When Rhonda Bell-Ames was young, she collected more than 100 bubble-gum machine rings.

When Rhonda Bell-Ames was young, she collected more than 100 bubble-gum machine rings.

Now, she is the matriarch of Lloyd's of Leavenworth, and in charge of a vastly different collection of jewelry.

This Leavenworth family business has been operating for 44 years. Bell-Ames has been part of the business for almost 35, putting her life-long love of jewelry to work appraising heirlooms and working with customers to design their perfect piece.

"I was born liking jewelry," says Bell-Ames.
Lloyd's started as the L & M Rock Shop, opened by Lloyd Bell and his son in 1969 and situated just down Spruce Street from the current location. After earning her first Gemological Institute of America credential, Bell-Ames took a job at the Rock Shop as a young woman. As the Rock Shop grew, expanding from a hobby store to a competitive jeweler, the original location became insufficient.

In 1982, the now-married Bell and Bell-Ames moved their operation to its current location at the corner of Spruce and 5th Street and changed the name to Lloyd's of Leavenworth, a tongue-in-cheek reference to the famous British insurance market, Lloyd's of London.
While the shop still displays and sells a few mineral specimens, jewelry has become the focus — obvious from the packed display cases lining the walls — with rings, earrings and pendants tucked into every available corner.

Bell-Ames, her husband, John Ames, and daughter, Heather Ames, attend rock and gem shows around the country to find new jewelry trends and to stock up on gemstones and beads for their custom jewelry designs.

"I'm always looking for new ideas and things that other people don't have," says Bell-Ames. "I want to be different from everybody else and most people want their jewelry to be different."
Diamonds fill the cases, but clearly it is the colored stones that spur Bell-Ames's creativity.

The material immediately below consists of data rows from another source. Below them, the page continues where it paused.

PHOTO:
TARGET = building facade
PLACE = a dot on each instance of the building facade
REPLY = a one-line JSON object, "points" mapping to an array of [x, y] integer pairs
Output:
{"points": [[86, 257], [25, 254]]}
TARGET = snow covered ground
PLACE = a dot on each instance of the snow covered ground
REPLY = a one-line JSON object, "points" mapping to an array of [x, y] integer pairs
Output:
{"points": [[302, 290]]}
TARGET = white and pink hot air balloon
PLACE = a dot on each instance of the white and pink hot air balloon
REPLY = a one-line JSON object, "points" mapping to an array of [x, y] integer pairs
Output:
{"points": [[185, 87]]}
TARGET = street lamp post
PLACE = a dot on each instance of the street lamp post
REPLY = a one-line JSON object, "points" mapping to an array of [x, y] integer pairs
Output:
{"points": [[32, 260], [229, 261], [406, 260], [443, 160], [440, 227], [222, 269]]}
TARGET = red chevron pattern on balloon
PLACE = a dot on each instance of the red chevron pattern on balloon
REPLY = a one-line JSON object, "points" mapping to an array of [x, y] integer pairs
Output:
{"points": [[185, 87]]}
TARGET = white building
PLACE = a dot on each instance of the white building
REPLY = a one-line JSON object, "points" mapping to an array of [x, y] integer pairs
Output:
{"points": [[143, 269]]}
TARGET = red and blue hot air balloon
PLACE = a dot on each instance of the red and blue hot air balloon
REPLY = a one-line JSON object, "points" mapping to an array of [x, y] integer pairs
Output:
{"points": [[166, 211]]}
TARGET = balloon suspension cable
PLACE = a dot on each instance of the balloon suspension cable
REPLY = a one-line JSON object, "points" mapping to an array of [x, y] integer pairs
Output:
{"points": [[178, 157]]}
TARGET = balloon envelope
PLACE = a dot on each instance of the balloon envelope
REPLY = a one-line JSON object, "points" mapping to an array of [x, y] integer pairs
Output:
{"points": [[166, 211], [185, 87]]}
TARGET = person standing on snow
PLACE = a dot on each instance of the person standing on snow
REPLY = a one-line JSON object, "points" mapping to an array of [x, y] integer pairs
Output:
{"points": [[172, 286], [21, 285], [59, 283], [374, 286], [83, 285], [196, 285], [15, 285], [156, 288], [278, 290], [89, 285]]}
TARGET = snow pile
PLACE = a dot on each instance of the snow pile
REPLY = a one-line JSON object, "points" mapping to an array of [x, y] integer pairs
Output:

"I do like working with customers in loose colored stones, and showing them things they've never seen before, because we have a lot of unusual things here," says Bell-Ames. "You know, things that a lot of jewelry stores don't carry …like an alexandrite or a stone called apatite. There are just all kinds of stones that you don't see all of the time."

Custom design work and repairs are a big part of Lloyd's business now, as are the appraisals Bell-Ames does. As gold prices have increased in recent years, she's seen an uptick in the number of appraisal requests.
"Because of the high price of gold, all of the appraisals people had are (now) wrong," Bell-Ames says. "So a lot of people are having me update their old appraisals, or they are just now realizing, 'Hey, something I had that was worth just a few hundred (dollars) is worth a thousand or more now.'"

One memorable appraisal was a solid gold pocket watch, with a case that opened up like jewel-encrusted ladybug wings. Bell-Ames frequently has to do intensive research, consulting Christie's, Sotheby's or Tiffany to determine an item's provenance and worth.
Another pocket watch, one the family kept, was made in Leavenworth in the 1880s, by a jeweler on Delaware Street.
Listening to Bell-Ames, it is clear that to her every piece they appraise or repair has a personal story behind it.
"We do a lot of re-setting of Grandma's jewelry or saving it," says Bell-Ames. "And I've had a lot of people cry in the store when they see it re-done — it means a lot to them."
John Ames, Bell-Ames's husband, does the actual repair and custom jewelry-making work in the shop – but the whole family pitches in on design consultation.

Bell-Ames says the key to good design is "communication with the customer. So you understand what it is they like, and you make it come out the way they have it in their head."
One common design challenge is a request to combine several pieces of jewelry, or stones from different pieces, into one new design.
A frequent request comes from recent widows, who want to preserve and even wear their husband's wedding ring.
Bell-Ames and Ames often design custom pendants incorporating both rings, as well as any diamonds or other stones, and use the original metals.

"Jewelry is very personal," says Bell-Ames, and Lloyd's strives to commemorate the personal events in their customers' lives.
"There was a piece we made years ago — I got a big kick out of doing it. This lady was up in age and she was in Karate class here in town, and she had got her black belt," Bell-Ames recalls.

The woman's husband commissioned a custom necklace that included a gold pendant with an engraved Karate fighter and colored beads that matched the colors of every belt his wife achieved.
Listening to Bell-Ames talk about her life's work, it is clear that as much as she loves jewelry, it is the personal relationships she develops with customers that keep her rooted in the shop (so much so that she rarely leaves for lunch).

"My favorite thing in the store," says Bell-Ames, "is selling jewelry to couples who have been married for many, many years and it is their anniversary — and maybe all of her married life she wanted that big diamond, or something like that, and finally she gets it. And they know me already and they are so happy and it is so exciting to sell them something like that, and see the enjoyment. That's one of my favorite things."

Heather Ames, Bell-Ames's daughter, has been working in the shop full-time since she graduated high school.
"I grew up here," she says, and she plans to keep the family business going, following in her mother's footsteps by starting her first gemological certification program this year.